Such frustrating words in my mind. But this is life with an invisible disability. Several in fact.

Just before my last IV antibiotic tune-up I had an experience that made me so upset. I was out running errands with one of my friends. I was having a hard time breathing that night in the cold air. My lungs were really plugged up and the cold air kicked my asthma in to gear. It was one of my bad days.

As we were crossing the parking lot to enter one of the stores, my friend hurried in front of a truck that had politely stopped to let us pass. Now my friend, with clear and healthy lungs politely hurries across in front of the truck. Me on the other hand, with a large cramp in my side, from trying to keep up with my friend, tried to cross as quickly as I could. Which was not fast enough for the lady in the truck. I was greeted by her yelling “hurry up!” with frantic hand waving as if to push me across the street.

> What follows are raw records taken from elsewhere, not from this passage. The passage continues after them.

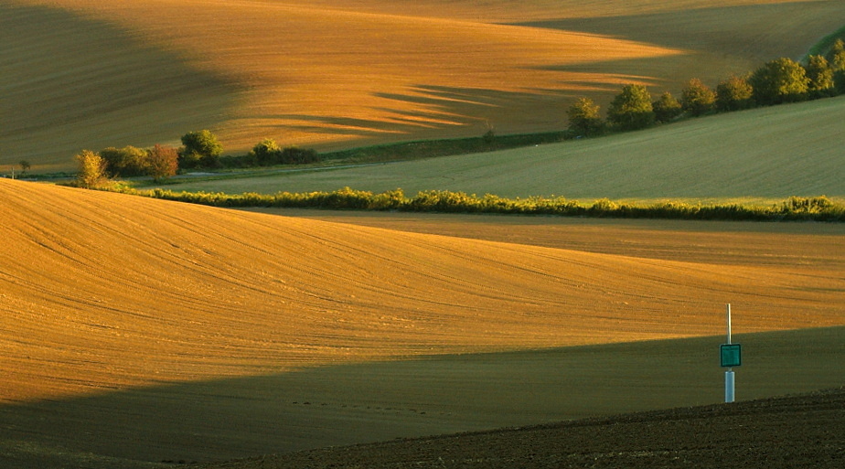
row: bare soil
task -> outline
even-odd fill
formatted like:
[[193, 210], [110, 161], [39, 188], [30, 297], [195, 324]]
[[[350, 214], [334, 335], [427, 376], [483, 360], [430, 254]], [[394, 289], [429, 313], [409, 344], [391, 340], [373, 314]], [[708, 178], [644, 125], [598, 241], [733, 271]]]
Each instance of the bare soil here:
[[327, 448], [215, 469], [841, 468], [845, 388], [528, 428]]
[[[227, 152], [263, 138], [319, 149], [560, 130], [622, 84], [715, 86], [800, 57], [840, 2], [6, 0], [0, 165], [72, 168], [81, 147]], [[772, 27], [777, 25], [777, 27]], [[45, 145], [49, 142], [49, 145]]]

I about cried. Obviously this lady has NO idea what I was going through, or that I was actually pushing myself to get out of her way as fast as my little lungs could take me. But in her mind I looked just fine and had no other reason to be slow except that I was lazy.

I am not the only one who experiences things like that. My aunt who’s body has Myasthenia Gravis has problems with this too. She looks just fine on the outside, but inside she is not. She is not lazy, her body won’t LET her move.

I wish this world was a little more patient and understanding and knew that everyone is not perfect.